Il passe à côté de ses apôtres, à côté de ces âmes qui se sont données à lui : et ils ne s’en rendent pas compte. Combien de fois le Christ se trouve-t-il, non pas près de nous, mais en nous ; et nous menons une vie si terrestre ! Le Christ est tout proche et il ne reçoit de la part de ses enfants ni regard affectueux, ni parole d’amour, ni œuvre apostolique.

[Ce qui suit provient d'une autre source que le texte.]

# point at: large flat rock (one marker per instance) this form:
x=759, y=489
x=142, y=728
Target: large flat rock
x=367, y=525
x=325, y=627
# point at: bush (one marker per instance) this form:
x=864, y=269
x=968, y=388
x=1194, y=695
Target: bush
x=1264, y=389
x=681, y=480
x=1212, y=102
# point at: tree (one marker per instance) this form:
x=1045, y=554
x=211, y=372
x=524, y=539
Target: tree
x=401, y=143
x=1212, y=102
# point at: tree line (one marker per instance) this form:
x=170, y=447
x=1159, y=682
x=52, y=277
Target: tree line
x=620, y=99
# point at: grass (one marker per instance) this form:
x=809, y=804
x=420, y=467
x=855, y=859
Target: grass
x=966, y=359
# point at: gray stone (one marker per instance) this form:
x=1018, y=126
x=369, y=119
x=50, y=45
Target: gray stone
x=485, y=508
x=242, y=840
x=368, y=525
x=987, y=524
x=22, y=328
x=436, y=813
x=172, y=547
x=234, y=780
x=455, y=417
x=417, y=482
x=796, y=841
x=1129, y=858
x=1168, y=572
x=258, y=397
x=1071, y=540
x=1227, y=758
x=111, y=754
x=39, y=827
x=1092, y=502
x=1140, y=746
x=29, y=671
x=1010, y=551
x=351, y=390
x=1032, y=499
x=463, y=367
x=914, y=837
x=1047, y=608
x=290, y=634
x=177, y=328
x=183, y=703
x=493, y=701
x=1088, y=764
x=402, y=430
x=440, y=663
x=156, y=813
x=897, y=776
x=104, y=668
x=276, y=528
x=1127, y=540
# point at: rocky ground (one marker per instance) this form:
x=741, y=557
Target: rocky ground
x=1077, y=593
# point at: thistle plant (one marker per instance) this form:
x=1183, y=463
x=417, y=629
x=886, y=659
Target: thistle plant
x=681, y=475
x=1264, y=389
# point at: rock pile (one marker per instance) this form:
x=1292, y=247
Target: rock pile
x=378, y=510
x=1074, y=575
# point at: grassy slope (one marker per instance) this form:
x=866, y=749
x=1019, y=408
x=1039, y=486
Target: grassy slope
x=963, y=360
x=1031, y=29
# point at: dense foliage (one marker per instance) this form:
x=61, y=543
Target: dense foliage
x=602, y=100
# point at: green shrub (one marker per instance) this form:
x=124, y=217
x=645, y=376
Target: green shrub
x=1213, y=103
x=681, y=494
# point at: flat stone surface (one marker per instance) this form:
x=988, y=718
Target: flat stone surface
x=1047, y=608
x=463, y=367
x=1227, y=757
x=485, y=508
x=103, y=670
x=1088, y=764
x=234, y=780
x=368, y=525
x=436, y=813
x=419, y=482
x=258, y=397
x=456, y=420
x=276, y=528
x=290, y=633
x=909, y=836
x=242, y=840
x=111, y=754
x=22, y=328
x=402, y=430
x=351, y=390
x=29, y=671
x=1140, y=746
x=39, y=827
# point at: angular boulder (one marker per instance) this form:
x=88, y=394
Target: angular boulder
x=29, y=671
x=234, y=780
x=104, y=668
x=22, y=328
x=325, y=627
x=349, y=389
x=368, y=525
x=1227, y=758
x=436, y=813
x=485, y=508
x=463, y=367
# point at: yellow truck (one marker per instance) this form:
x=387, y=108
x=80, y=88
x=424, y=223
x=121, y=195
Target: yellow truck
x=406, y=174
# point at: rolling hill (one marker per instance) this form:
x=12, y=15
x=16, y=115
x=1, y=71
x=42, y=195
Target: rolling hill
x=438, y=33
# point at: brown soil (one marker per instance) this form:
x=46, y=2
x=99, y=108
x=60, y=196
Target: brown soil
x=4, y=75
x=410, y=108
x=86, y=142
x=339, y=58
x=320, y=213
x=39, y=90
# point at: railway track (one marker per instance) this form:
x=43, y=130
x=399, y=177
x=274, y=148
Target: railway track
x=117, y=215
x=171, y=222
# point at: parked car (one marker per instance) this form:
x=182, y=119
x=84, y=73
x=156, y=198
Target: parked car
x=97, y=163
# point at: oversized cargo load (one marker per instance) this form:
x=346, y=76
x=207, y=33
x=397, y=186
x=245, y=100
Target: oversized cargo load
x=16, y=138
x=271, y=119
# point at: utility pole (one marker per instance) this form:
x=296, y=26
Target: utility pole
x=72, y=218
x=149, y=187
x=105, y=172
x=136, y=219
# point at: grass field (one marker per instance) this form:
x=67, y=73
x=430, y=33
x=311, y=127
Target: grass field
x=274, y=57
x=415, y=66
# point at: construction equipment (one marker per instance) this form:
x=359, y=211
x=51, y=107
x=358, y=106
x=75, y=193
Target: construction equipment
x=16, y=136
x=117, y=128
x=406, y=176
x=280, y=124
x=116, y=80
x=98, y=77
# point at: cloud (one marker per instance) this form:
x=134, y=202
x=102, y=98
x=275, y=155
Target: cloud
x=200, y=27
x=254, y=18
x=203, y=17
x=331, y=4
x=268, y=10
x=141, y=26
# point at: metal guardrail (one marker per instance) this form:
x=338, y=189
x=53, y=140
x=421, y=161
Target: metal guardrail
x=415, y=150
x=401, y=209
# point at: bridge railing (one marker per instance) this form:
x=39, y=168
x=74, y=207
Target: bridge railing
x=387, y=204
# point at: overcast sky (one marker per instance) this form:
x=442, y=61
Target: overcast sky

En outre, qui a disposé que, pour parler du Christ, pour répandre sa doctrine, il faille faire des choses étranges, bizarres ? Vis ta vie ordinaire ; travaille là où tu te trouves, en t’efforçant d’accomplir tes devoirs d’état, les obligations de ta profession ou de ton métier, en progressant, en te dépassant chaque jour. Sois loyal, compréhensif envers les autres et exigeant envers toi-même. Sois mortifié et joyeux. Tel sera ton apostolat. Et sans que tu saches pourquoi, misérable comme tu l’es, ceux qui t’entourent viendront à toi et, dans une conversation naturelle, simple, à la sortie du travail, dans une réunion de famille, dans l’autobus, au cours d’une promenade, n’importe où, vous parlerez de ces inquiétudes qui existent dans l’âme de tout le monde, bien que certains ne veuillent pas les admettre : ils le comprendront quand ils commenceront à chercher Dieu pour de bon.

Demande à Marie, Regina apostolorum, de te décider à partager ces désirs de semailles et de pêche qui vibrent dans le Cœur de son Fils. Je t’assure que si tu commences, tu verras, comme les pêcheurs de Galilée, la barque remplie à ras bord. Et tu verras aussi le Christ qui t’attend sur la rive. Parce que la pêche est à lui.